Cyber Command’s leader has testified to Congress twice this year that cyber is becoming more ingrained with the combatant commands and cited the planning cells as an example.

“We are very, very appreciative of the work that has been done and approved by this committee to build cyberspace operational-integrated planning elements at each of our combatant commands,” Gen. Paul Nakasone, Cyber Command commander and director of the National Security Agency, told the Senate Armed Services Committee in February.

Similarly, Nakasone told the House Armed Services Committee in March that operations in the Middle East, as well as work with European Command involving operations to deter Russia during the 2018 midterm election, benefited from the inclusion of these planning cells.

To that end, Cyber Command recently conducted a global exercise that sought to test the relationships of cyber forces across geographic boundaries. These planning cells were part of the exercise, which was called Cyber Lightning.

“It definitely helps to relay situational awareness information to the combatant command staff and, reversely, the combatant command staff information to the Joint Force Headquarters so that the Joint Force Headquarters understands the combatant command’s goals and objectives and scheme of maneuver,” Col. William Hill, director of plans for Air Forces Cyber, told Fifth Domain.

Top officials at Cyber Command applauded that effort.

“It’s not a question. We can operate really closely with multiple combatant commands simultaneously in a space … that really spans beyond geographic boundaries,” Maj. Gen. Timothy Haugh, commander of the Cyber National Mission Force, told reporters May 7.

Cyber Command has three primary organizations at its headquarters that are responsible for cyber operations: Joint Force Headquarters-Cyber, which support geographic and functional combatant commands; the Cyber National Mission Force; and Joint Force Headquarters-DoD Information Networks, responsible for global defense of DoD networks.

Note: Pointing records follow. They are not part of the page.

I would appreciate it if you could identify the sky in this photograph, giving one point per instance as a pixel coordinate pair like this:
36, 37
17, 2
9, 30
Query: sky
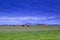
29, 11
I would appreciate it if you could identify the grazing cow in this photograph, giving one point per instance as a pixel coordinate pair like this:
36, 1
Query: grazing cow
25, 25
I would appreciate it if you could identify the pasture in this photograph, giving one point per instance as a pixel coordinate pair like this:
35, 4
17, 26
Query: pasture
30, 33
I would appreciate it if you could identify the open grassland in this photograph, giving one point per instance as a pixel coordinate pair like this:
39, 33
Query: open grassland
30, 33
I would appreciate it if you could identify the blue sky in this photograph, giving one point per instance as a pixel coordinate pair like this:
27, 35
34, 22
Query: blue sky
45, 11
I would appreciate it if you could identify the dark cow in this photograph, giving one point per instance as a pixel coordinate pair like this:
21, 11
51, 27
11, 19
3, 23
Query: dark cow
25, 25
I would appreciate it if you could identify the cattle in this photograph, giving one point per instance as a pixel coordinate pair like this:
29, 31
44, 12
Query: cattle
25, 25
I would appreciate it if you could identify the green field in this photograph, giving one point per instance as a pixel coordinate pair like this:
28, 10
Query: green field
30, 33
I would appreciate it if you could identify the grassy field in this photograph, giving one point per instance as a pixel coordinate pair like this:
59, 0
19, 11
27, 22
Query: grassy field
30, 33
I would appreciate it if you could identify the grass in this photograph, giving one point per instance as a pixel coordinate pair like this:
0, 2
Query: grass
31, 33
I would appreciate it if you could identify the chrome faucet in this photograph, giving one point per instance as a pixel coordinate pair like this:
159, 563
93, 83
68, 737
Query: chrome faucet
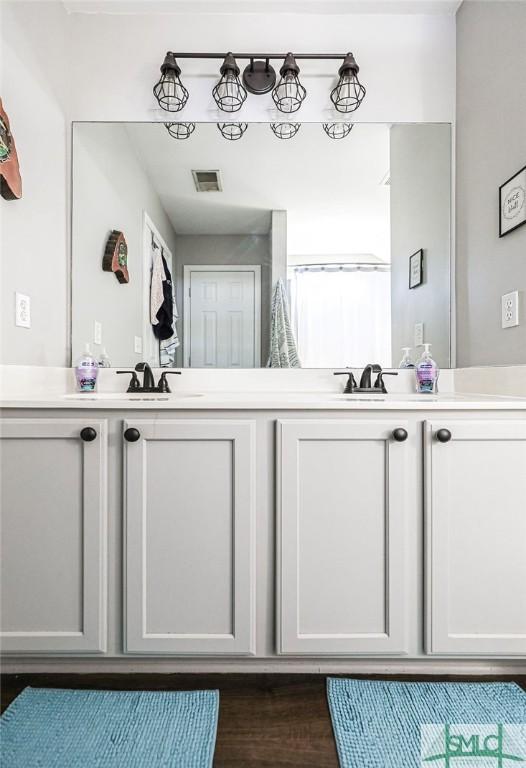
365, 380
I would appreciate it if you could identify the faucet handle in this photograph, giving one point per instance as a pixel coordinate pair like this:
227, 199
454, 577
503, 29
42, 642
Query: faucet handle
379, 383
162, 386
134, 384
351, 381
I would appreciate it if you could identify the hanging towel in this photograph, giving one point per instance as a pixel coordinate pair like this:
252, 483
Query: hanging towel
156, 283
163, 328
283, 350
168, 347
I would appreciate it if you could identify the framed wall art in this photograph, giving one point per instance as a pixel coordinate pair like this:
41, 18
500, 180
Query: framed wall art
512, 203
416, 269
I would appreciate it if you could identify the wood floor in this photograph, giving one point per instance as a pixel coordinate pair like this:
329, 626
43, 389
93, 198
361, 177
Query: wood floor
265, 721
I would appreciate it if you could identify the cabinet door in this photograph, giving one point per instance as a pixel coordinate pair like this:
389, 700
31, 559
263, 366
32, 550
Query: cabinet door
189, 537
53, 550
341, 497
476, 537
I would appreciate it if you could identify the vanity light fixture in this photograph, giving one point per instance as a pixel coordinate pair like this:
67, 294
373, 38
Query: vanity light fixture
349, 93
259, 77
180, 130
285, 130
232, 131
229, 94
289, 93
169, 91
337, 130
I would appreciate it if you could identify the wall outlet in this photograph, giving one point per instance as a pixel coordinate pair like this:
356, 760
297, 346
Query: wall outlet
419, 334
97, 332
22, 310
510, 309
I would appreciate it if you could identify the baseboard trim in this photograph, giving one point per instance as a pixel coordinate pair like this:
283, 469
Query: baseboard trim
285, 666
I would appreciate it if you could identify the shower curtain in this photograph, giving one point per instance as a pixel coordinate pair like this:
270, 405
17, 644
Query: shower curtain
341, 315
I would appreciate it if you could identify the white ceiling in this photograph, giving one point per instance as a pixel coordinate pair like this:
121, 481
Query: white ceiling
331, 190
439, 7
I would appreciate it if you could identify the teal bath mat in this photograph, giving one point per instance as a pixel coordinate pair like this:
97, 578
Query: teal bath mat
380, 724
50, 728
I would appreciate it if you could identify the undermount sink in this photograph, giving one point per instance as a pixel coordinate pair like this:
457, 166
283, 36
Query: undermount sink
132, 396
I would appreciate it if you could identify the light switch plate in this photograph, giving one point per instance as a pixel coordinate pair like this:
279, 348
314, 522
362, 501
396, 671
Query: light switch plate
22, 310
419, 334
510, 309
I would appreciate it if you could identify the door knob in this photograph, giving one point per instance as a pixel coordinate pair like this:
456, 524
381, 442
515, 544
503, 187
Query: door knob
132, 435
88, 434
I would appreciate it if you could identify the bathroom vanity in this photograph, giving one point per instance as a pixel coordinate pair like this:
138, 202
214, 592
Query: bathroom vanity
263, 530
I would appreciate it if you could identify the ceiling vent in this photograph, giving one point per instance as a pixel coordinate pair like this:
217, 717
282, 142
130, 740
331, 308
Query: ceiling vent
386, 181
207, 181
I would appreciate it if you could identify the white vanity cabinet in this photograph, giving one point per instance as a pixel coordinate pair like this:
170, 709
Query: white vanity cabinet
53, 545
341, 536
475, 482
189, 538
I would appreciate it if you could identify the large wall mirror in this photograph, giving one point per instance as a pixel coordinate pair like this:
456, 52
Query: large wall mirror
307, 251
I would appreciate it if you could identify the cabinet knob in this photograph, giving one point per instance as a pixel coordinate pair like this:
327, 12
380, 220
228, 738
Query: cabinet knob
88, 434
132, 435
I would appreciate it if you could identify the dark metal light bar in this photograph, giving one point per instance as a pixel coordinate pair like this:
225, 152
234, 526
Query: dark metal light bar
314, 56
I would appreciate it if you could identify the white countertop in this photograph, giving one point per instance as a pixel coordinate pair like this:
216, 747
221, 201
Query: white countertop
182, 400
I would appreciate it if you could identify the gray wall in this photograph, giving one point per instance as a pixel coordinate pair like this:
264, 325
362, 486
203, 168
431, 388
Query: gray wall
110, 191
33, 229
490, 147
420, 162
226, 249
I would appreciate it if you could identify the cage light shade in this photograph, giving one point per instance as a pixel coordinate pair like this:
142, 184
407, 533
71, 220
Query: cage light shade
289, 93
180, 130
285, 130
349, 93
229, 93
169, 91
337, 130
232, 131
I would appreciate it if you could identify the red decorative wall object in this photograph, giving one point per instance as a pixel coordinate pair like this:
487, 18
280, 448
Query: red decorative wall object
10, 179
116, 257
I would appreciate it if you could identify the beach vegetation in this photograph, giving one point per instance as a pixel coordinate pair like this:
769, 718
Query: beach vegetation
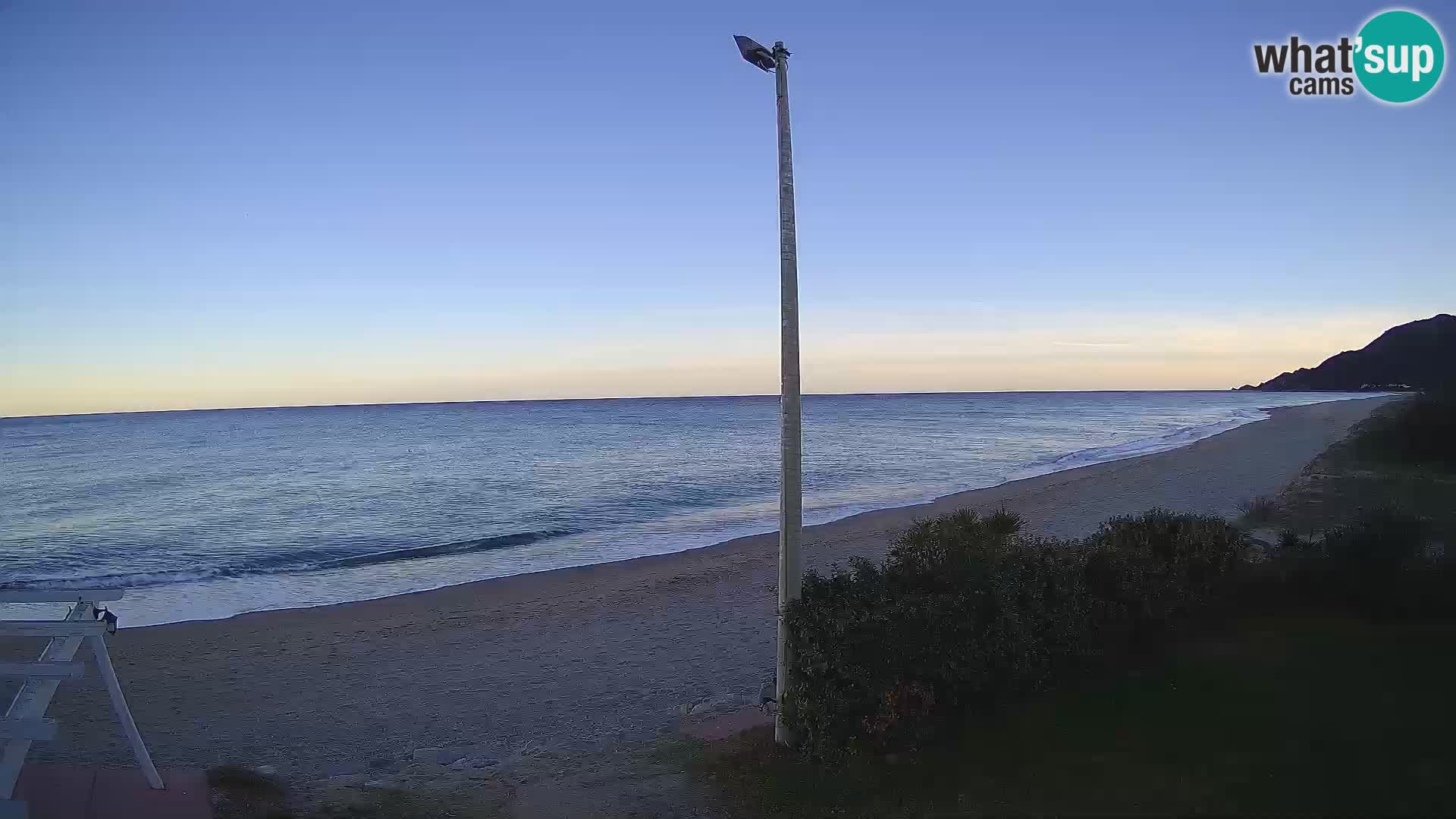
1414, 433
965, 613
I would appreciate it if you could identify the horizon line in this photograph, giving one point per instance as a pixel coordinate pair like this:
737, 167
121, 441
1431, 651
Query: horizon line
612, 398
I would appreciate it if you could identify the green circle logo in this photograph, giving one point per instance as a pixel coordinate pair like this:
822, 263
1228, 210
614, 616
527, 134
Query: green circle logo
1400, 55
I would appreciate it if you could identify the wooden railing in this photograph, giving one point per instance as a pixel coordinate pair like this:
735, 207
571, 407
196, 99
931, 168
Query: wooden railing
25, 720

The command must keep track of these operations to ensure these forces aren’t bumping into each other in cyberspace. For example, a team supporting European Command against a threat from Russia and a team from the cyber national mission force could simultaneously work against a foreign team that’s preparing to attack U.S. critical infrastructure.

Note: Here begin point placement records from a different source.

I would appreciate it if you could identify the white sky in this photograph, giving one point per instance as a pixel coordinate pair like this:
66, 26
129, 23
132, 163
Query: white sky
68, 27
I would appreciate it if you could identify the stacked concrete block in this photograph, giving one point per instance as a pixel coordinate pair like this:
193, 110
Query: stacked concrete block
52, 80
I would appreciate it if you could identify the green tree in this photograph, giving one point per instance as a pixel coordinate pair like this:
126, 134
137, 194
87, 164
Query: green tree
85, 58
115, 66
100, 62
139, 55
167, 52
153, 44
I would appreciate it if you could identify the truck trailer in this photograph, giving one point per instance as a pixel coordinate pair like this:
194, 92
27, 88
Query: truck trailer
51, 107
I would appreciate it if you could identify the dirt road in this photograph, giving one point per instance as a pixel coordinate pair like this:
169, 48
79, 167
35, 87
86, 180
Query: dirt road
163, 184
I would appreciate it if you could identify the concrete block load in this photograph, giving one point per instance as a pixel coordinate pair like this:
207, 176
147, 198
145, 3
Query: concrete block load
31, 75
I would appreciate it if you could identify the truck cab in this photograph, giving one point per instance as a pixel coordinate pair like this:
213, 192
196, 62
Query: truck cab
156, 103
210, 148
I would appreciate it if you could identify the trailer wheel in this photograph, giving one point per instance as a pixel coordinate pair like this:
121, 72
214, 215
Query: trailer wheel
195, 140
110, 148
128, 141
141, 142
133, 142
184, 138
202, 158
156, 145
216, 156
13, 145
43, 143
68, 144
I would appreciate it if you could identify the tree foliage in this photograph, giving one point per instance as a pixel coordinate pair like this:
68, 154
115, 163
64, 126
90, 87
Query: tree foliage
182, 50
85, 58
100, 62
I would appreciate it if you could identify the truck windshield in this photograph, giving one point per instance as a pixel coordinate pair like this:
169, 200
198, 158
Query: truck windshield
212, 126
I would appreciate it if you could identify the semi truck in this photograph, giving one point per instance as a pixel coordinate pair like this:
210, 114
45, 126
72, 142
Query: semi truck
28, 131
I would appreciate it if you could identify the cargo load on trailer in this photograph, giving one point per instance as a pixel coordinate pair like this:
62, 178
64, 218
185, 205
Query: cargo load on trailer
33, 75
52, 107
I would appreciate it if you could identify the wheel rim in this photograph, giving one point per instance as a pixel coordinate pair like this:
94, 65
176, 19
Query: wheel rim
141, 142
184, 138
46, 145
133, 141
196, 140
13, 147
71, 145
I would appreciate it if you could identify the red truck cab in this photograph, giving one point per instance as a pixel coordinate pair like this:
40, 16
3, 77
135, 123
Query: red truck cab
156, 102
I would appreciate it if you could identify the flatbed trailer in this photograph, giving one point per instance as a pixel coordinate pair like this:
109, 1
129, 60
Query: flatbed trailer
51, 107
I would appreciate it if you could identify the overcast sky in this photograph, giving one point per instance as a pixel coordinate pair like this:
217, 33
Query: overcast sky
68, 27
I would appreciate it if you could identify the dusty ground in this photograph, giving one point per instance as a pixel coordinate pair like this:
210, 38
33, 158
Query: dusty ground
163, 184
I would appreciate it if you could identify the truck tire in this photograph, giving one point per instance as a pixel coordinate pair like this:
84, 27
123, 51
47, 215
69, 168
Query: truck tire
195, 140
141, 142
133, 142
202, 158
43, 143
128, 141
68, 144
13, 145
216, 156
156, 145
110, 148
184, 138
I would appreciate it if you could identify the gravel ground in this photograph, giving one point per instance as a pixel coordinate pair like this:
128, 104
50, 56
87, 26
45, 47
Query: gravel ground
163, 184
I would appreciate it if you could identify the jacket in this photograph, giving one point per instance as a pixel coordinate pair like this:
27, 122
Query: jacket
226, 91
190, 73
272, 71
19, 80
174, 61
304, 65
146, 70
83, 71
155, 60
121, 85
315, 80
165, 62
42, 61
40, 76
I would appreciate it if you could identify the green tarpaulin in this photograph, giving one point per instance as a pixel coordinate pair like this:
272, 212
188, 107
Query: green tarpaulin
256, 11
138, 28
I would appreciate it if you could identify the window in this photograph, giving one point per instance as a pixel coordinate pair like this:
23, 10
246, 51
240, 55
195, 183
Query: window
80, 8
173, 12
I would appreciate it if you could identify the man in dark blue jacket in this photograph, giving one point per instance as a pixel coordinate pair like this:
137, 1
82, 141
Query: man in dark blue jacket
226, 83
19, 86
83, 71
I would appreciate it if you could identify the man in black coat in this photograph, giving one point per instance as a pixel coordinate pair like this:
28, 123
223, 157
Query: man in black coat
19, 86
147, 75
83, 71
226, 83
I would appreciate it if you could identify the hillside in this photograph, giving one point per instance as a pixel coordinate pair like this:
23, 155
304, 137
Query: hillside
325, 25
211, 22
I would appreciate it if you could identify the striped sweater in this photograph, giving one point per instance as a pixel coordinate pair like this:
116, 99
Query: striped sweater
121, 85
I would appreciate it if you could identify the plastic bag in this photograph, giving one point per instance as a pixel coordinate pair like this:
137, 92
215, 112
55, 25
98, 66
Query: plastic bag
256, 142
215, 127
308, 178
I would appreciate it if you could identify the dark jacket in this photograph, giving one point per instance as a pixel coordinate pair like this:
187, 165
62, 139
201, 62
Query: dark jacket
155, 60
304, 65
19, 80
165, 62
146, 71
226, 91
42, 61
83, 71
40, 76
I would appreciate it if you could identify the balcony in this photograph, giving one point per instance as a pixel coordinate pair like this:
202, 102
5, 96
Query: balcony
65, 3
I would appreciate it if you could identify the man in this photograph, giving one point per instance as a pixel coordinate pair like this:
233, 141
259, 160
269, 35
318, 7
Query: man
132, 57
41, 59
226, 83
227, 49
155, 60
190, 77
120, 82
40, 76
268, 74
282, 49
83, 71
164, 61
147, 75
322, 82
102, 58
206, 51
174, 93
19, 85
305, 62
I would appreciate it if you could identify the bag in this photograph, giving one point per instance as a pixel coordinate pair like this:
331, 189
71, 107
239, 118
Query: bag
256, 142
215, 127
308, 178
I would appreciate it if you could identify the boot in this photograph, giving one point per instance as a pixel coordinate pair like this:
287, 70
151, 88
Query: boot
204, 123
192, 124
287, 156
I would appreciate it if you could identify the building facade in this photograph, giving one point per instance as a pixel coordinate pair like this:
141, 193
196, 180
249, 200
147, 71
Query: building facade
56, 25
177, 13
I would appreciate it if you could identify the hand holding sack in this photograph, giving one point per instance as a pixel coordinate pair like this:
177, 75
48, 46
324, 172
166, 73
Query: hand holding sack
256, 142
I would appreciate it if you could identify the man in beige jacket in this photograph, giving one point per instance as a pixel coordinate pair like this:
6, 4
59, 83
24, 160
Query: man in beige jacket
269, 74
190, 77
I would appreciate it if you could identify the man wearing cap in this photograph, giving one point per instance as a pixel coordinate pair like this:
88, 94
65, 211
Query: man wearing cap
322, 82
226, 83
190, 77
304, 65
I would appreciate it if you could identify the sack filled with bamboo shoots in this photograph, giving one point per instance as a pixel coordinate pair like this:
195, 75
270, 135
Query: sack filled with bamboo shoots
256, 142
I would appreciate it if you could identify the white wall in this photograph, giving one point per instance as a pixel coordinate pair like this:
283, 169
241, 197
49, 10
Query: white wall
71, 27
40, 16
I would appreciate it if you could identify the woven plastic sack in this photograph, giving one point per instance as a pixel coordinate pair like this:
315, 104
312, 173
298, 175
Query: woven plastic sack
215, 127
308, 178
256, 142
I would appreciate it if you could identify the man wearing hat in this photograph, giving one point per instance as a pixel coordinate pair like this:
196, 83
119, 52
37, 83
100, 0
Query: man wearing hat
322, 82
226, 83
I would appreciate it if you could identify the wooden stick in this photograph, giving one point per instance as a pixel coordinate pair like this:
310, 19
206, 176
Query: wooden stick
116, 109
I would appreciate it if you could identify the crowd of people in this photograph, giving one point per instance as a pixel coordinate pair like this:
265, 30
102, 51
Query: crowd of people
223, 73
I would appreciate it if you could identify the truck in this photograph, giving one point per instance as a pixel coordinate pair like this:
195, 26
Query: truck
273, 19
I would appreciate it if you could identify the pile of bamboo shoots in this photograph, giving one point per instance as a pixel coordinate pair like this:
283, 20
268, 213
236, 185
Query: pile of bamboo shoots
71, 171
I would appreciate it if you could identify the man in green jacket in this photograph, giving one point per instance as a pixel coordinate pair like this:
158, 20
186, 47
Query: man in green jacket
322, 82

Today, this coordination is mainly taking place at Cyber Command’s Integrated Cyber Center/Joint Operations Center (ICC/JOC).

“Our job is now to provide the global view and to make global command and control decisions or to provide the data so that Gen. Nakasone can make those global decisions,” Maj. Gen. Charles Moore, director of operations at Cyber Command, told reporters at the ICC/JOC in May. “We have to be able to look globally at the picture that we’re seeing, we have to be able to see what the enemy is doing, we have to know where our forces are positioned and then obviously we want to be able to put our forces in the best position so that we can drive enemy activity as opposed to being in reactive mode.”

One cell is tasked with specifically deconflicting Cyber Command’s global offensive cyber operations missions, Col. Joy Kaczor, director of current operations at Cyber Command, told reporters.

This next bit of clarity on relationships and command and control will likely come with GAO’s report on DoD’s operating procedures.

Kirschbaum explained that the report, commissioned by Congress, will likely not be released to the public and could be finished in the summer-fall period of this year.